Working with lists without nil
(or '()
) would be like doing arithmetic without zero. Using only pairs without nil
, how would we represent an empty list, or a singleton list '(1)
?
It gets worse: since lists don't have to be lists of atoms, but can contain other lists, how would we represent the nested list '(1 2 (3 4))
? If we do the following conversions:
'(3 4) => '(3 . 4)
'(1 2 x) => '(1 . (2 . x)) == '(1 2 . x)
we get:
'(1 2 (3 4)) => '(1 . (2 . (3 . 4))) == '(1 2 3 . 4)
But also:
'(1 2 3 4) => '(1 . (2 . (3 . 4))) == '(1 2 3 . 4)
So constructing lists only using pairs and no nil
prevents us from distinguishing between a nested list structure and a flat list, at least at the end of the list. You can still include nested lists as any element except the last, so now there's a strange and arbitrary limitation on what the elements of a list can be.

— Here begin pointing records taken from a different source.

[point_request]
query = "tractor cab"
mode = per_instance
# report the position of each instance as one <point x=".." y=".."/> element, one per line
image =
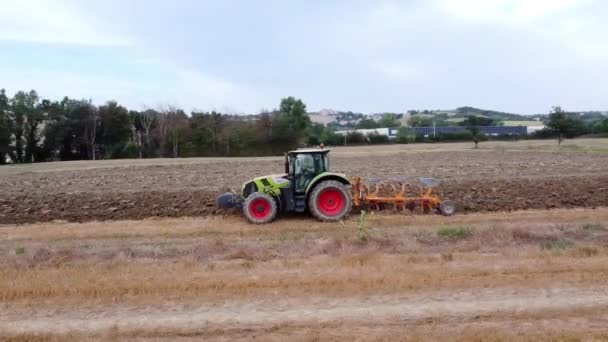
<point x="302" y="166"/>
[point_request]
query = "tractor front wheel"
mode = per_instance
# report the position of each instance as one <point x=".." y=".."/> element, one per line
<point x="330" y="201"/>
<point x="260" y="208"/>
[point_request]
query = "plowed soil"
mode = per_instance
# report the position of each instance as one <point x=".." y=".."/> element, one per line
<point x="484" y="180"/>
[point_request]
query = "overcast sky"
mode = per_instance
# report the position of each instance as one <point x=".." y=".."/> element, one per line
<point x="372" y="56"/>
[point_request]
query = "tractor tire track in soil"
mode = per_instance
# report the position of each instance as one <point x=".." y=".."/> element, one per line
<point x="469" y="195"/>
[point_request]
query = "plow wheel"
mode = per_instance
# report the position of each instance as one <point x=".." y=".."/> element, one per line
<point x="260" y="208"/>
<point x="447" y="208"/>
<point x="330" y="201"/>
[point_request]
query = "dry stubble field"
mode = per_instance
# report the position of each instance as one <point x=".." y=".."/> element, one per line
<point x="489" y="274"/>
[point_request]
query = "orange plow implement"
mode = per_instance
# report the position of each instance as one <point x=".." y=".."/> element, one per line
<point x="379" y="195"/>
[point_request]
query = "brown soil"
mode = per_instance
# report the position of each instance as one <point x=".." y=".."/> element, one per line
<point x="475" y="180"/>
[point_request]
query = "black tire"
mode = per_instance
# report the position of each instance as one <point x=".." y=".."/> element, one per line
<point x="447" y="208"/>
<point x="330" y="201"/>
<point x="260" y="208"/>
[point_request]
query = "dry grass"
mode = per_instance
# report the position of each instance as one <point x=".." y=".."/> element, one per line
<point x="49" y="270"/>
<point x="577" y="145"/>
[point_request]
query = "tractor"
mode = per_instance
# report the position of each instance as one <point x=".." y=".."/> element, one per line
<point x="308" y="185"/>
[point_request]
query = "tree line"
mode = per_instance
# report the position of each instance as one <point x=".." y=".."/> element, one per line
<point x="33" y="129"/>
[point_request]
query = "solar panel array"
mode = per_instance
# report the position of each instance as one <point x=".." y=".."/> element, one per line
<point x="488" y="130"/>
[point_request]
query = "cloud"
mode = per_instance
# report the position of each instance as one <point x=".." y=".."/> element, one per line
<point x="400" y="71"/>
<point x="53" y="22"/>
<point x="509" y="12"/>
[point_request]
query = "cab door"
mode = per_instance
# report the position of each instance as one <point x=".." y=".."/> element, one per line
<point x="304" y="171"/>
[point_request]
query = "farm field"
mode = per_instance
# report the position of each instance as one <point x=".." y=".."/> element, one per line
<point x="135" y="249"/>
<point x="499" y="176"/>
<point x="483" y="276"/>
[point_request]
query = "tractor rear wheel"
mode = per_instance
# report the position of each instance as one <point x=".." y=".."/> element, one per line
<point x="260" y="208"/>
<point x="330" y="201"/>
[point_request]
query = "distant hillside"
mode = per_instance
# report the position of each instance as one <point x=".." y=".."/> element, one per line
<point x="450" y="117"/>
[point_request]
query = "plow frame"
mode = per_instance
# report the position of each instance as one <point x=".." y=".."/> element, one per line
<point x="363" y="196"/>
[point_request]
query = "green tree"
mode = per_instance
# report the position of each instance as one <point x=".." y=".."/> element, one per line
<point x="389" y="120"/>
<point x="367" y="123"/>
<point x="27" y="117"/>
<point x="5" y="127"/>
<point x="404" y="136"/>
<point x="292" y="114"/>
<point x="564" y="124"/>
<point x="114" y="130"/>
<point x="70" y="130"/>
<point x="420" y="121"/>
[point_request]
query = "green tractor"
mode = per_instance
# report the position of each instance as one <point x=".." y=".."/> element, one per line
<point x="307" y="185"/>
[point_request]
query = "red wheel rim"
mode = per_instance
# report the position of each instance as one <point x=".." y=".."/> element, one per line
<point x="259" y="208"/>
<point x="331" y="202"/>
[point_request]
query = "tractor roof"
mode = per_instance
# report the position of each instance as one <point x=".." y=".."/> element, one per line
<point x="308" y="150"/>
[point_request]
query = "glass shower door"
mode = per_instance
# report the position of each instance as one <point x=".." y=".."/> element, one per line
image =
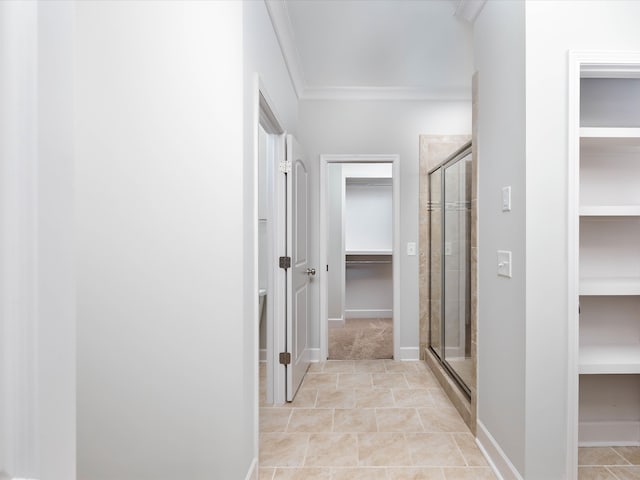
<point x="456" y="246"/>
<point x="435" y="261"/>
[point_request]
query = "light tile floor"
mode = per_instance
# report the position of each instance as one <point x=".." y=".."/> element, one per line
<point x="609" y="463"/>
<point x="369" y="420"/>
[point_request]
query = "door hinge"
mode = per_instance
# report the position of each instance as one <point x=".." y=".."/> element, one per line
<point x="285" y="166"/>
<point x="285" y="358"/>
<point x="285" y="262"/>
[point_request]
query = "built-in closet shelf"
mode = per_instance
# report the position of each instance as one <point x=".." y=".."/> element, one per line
<point x="610" y="210"/>
<point x="610" y="286"/>
<point x="609" y="359"/>
<point x="368" y="252"/>
<point x="616" y="133"/>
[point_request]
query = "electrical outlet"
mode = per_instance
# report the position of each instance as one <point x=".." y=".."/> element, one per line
<point x="504" y="263"/>
<point x="506" y="199"/>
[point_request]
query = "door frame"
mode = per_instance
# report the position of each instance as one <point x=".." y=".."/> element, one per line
<point x="325" y="160"/>
<point x="598" y="63"/>
<point x="265" y="115"/>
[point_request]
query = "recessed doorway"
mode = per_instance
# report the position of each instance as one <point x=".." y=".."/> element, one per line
<point x="359" y="241"/>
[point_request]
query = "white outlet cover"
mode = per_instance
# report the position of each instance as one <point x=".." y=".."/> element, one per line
<point x="504" y="263"/>
<point x="448" y="250"/>
<point x="506" y="199"/>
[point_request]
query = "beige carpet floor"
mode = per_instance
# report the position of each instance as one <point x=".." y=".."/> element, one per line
<point x="361" y="339"/>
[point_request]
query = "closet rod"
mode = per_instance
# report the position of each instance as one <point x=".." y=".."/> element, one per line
<point x="368" y="262"/>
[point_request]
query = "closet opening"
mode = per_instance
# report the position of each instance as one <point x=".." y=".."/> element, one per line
<point x="359" y="231"/>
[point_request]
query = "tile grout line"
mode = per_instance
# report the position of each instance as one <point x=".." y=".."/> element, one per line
<point x="464" y="457"/>
<point x="621" y="456"/>
<point x="613" y="474"/>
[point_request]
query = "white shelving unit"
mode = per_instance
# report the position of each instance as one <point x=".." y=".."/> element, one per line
<point x="609" y="261"/>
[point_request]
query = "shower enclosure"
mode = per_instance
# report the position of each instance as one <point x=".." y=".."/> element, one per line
<point x="450" y="262"/>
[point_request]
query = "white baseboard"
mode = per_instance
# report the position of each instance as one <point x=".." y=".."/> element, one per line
<point x="252" y="474"/>
<point x="313" y="354"/>
<point x="605" y="434"/>
<point x="499" y="462"/>
<point x="336" y="322"/>
<point x="409" y="353"/>
<point x="368" y="313"/>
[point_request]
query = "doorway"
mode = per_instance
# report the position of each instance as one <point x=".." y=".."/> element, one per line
<point x="283" y="269"/>
<point x="359" y="243"/>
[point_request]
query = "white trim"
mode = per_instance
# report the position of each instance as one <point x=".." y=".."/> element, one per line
<point x="394" y="159"/>
<point x="469" y="9"/>
<point x="384" y="93"/>
<point x="600" y="64"/>
<point x="314" y="355"/>
<point x="281" y="22"/>
<point x="252" y="474"/>
<point x="573" y="283"/>
<point x="496" y="458"/>
<point x="336" y="322"/>
<point x="368" y="313"/>
<point x="409" y="353"/>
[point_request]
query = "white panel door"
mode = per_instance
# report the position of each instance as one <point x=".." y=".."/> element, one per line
<point x="299" y="274"/>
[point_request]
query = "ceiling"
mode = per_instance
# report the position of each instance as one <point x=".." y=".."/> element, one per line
<point x="413" y="49"/>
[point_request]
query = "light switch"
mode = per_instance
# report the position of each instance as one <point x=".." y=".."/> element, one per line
<point x="504" y="263"/>
<point x="506" y="199"/>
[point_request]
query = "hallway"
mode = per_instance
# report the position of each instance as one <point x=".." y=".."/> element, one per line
<point x="369" y="420"/>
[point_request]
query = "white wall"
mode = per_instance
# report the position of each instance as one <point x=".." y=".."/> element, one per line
<point x="499" y="59"/>
<point x="159" y="208"/>
<point x="37" y="319"/>
<point x="56" y="272"/>
<point x="552" y="29"/>
<point x="369" y="217"/>
<point x="335" y="247"/>
<point x="262" y="57"/>
<point x="392" y="127"/>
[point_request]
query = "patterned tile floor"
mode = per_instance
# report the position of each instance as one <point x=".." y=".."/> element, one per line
<point x="370" y="420"/>
<point x="609" y="463"/>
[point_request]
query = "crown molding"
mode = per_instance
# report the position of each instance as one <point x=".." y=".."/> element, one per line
<point x="383" y="93"/>
<point x="281" y="22"/>
<point x="469" y="9"/>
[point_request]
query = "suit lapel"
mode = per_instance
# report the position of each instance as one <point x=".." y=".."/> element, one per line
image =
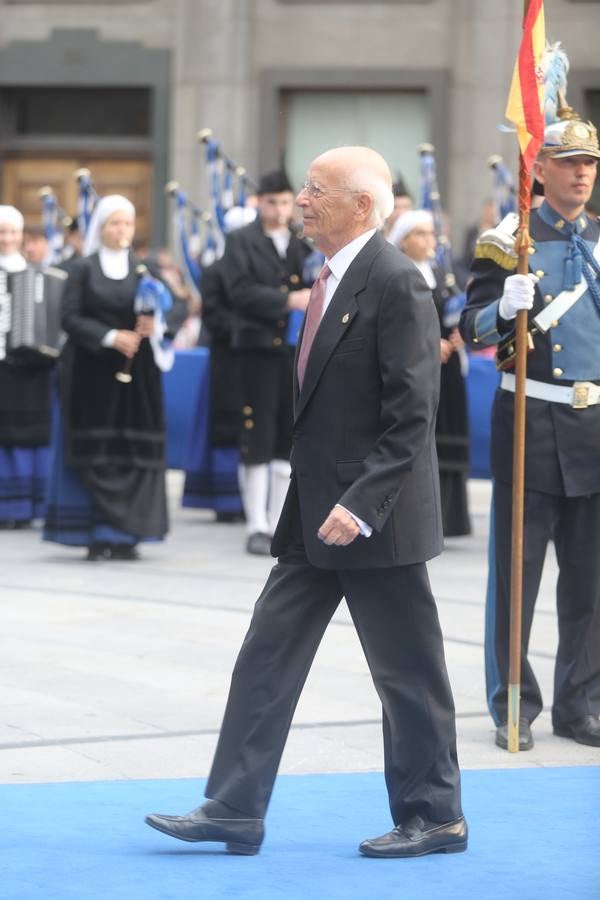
<point x="334" y="324"/>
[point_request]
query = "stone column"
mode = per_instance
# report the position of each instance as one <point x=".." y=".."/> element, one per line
<point x="211" y="86"/>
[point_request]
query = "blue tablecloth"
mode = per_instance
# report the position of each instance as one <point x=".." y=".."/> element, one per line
<point x="186" y="388"/>
<point x="482" y="382"/>
<point x="187" y="394"/>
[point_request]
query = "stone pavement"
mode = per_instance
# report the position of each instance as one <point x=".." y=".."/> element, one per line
<point x="120" y="670"/>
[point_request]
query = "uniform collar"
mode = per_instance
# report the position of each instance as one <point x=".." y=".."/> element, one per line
<point x="560" y="224"/>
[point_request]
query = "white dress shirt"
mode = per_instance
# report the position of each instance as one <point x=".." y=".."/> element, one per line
<point x="338" y="265"/>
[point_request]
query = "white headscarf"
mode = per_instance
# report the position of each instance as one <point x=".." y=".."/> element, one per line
<point x="12" y="262"/>
<point x="407" y="222"/>
<point x="238" y="216"/>
<point x="10" y="215"/>
<point x="102" y="211"/>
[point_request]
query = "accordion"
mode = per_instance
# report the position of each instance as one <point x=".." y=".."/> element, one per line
<point x="30" y="312"/>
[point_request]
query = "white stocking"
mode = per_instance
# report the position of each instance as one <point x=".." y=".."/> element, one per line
<point x="254" y="488"/>
<point x="279" y="483"/>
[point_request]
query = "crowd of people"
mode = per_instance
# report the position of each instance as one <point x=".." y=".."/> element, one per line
<point x="338" y="415"/>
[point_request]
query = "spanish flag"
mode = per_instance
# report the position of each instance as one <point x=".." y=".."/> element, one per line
<point x="526" y="99"/>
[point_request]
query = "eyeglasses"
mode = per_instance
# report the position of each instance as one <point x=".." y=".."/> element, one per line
<point x="315" y="191"/>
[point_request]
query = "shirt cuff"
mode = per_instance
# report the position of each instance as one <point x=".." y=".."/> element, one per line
<point x="365" y="529"/>
<point x="109" y="338"/>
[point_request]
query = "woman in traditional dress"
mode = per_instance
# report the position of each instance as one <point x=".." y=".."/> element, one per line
<point x="413" y="232"/>
<point x="24" y="397"/>
<point x="107" y="488"/>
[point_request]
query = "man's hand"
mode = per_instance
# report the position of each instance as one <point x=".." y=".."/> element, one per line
<point x="127" y="343"/>
<point x="298" y="299"/>
<point x="339" y="528"/>
<point x="518" y="294"/>
<point x="456" y="340"/>
<point x="445" y="350"/>
<point x="145" y="326"/>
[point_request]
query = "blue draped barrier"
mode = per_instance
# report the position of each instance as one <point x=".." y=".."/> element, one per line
<point x="187" y="391"/>
<point x="482" y="382"/>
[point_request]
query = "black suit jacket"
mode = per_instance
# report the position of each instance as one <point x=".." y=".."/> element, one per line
<point x="364" y="429"/>
<point x="257" y="282"/>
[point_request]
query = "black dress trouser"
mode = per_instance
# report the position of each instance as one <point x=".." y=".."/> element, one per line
<point x="396" y="619"/>
<point x="573" y="523"/>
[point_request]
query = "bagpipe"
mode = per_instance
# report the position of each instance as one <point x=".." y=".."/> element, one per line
<point x="53" y="220"/>
<point x="199" y="235"/>
<point x="87" y="198"/>
<point x="152" y="299"/>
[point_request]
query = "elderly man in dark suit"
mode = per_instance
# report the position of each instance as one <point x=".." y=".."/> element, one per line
<point x="361" y="518"/>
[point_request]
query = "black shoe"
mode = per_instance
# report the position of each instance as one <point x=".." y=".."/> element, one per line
<point x="585" y="730"/>
<point x="525" y="735"/>
<point x="242" y="836"/>
<point x="124" y="551"/>
<point x="259" y="544"/>
<point x="417" y="837"/>
<point x="98" y="551"/>
<point x="229" y="518"/>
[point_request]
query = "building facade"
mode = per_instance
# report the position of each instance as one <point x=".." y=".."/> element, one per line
<point x="124" y="87"/>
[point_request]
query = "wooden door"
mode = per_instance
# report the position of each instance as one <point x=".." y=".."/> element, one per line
<point x="22" y="179"/>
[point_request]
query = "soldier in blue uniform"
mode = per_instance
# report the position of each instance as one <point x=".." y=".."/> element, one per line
<point x="562" y="441"/>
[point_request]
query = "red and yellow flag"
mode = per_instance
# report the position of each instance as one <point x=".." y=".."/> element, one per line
<point x="526" y="99"/>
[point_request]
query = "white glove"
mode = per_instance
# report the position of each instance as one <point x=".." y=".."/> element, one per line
<point x="518" y="294"/>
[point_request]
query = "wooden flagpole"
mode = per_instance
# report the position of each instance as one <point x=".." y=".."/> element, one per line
<point x="518" y="485"/>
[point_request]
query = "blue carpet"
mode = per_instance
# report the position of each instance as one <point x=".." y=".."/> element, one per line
<point x="535" y="833"/>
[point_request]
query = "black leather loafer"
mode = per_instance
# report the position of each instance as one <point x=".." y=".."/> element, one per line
<point x="242" y="836"/>
<point x="525" y="735"/>
<point x="585" y="730"/>
<point x="417" y="837"/>
<point x="259" y="544"/>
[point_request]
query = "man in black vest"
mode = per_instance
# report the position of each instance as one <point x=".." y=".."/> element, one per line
<point x="262" y="267"/>
<point x="361" y="517"/>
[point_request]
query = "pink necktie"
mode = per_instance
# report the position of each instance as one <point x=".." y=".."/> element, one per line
<point x="314" y="314"/>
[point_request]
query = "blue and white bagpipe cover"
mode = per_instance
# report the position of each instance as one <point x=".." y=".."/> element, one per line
<point x="153" y="298"/>
<point x="310" y="272"/>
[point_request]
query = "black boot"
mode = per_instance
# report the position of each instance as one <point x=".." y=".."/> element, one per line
<point x="97" y="551"/>
<point x="124" y="551"/>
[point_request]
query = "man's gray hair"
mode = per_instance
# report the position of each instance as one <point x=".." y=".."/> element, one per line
<point x="380" y="191"/>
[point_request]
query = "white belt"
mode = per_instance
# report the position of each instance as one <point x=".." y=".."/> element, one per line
<point x="580" y="395"/>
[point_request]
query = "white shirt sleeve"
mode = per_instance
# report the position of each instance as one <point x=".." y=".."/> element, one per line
<point x="109" y="338"/>
<point x="365" y="529"/>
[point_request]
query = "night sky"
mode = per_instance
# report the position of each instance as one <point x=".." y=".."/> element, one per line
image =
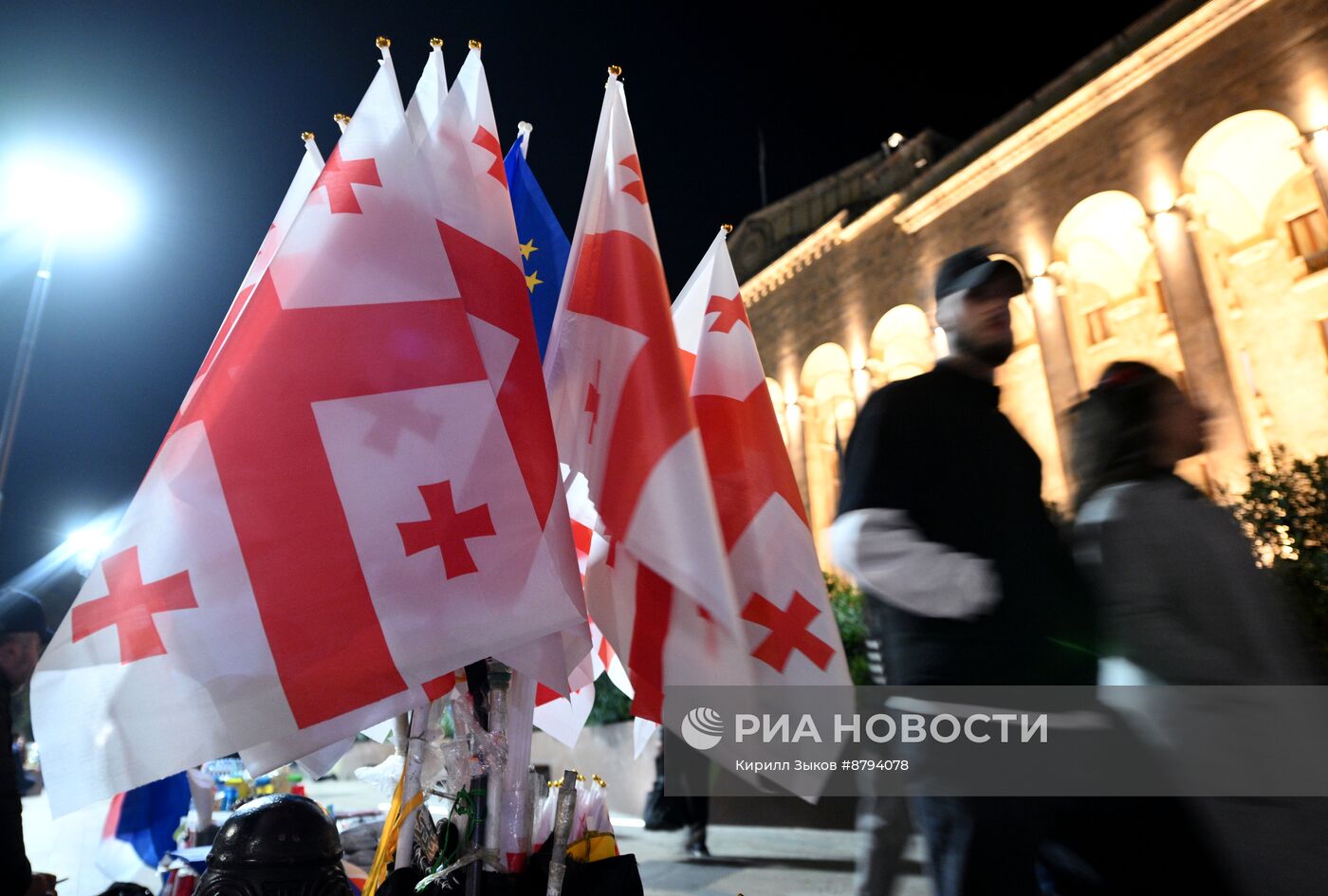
<point x="201" y="106"/>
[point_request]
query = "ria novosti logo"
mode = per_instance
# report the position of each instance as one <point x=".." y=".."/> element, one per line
<point x="703" y="727"/>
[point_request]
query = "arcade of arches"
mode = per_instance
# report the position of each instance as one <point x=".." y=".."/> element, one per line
<point x="1239" y="259"/>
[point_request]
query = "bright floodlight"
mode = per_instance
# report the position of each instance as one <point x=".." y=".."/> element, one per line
<point x="88" y="543"/>
<point x="65" y="194"/>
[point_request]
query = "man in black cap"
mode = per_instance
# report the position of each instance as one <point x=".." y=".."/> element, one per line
<point x="942" y="521"/>
<point x="23" y="632"/>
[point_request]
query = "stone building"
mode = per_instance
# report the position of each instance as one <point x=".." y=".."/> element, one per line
<point x="1165" y="199"/>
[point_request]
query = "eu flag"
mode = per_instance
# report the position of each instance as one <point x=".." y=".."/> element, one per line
<point x="544" y="246"/>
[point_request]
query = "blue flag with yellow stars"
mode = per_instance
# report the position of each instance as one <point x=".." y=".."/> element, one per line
<point x="544" y="246"/>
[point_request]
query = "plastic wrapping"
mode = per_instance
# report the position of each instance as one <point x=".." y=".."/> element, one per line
<point x="595" y="815"/>
<point x="544" y="823"/>
<point x="384" y="776"/>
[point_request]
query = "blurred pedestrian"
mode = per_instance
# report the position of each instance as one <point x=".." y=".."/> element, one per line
<point x="23" y="632"/>
<point x="1182" y="603"/>
<point x="942" y="523"/>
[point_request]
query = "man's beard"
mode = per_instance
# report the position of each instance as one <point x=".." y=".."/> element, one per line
<point x="989" y="354"/>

More theoretically, proper lists are an inductively defined data type: a list is either the empty list, or it has a first
element, which can be anything, and a rest
, which is always another list defined in the same way. Take away the empty list, and now you have a data type where the rest
might be another list, or it might be the last element of the list. We can't tell except by passing it to pair?
, which leads to the problem with nested listing above. Keeping nil
around lets us have whatever we like as list elements, and allows us to distinguish between 1
, '(1)
, '((1))
and so on.
You need it to represent "Nothing".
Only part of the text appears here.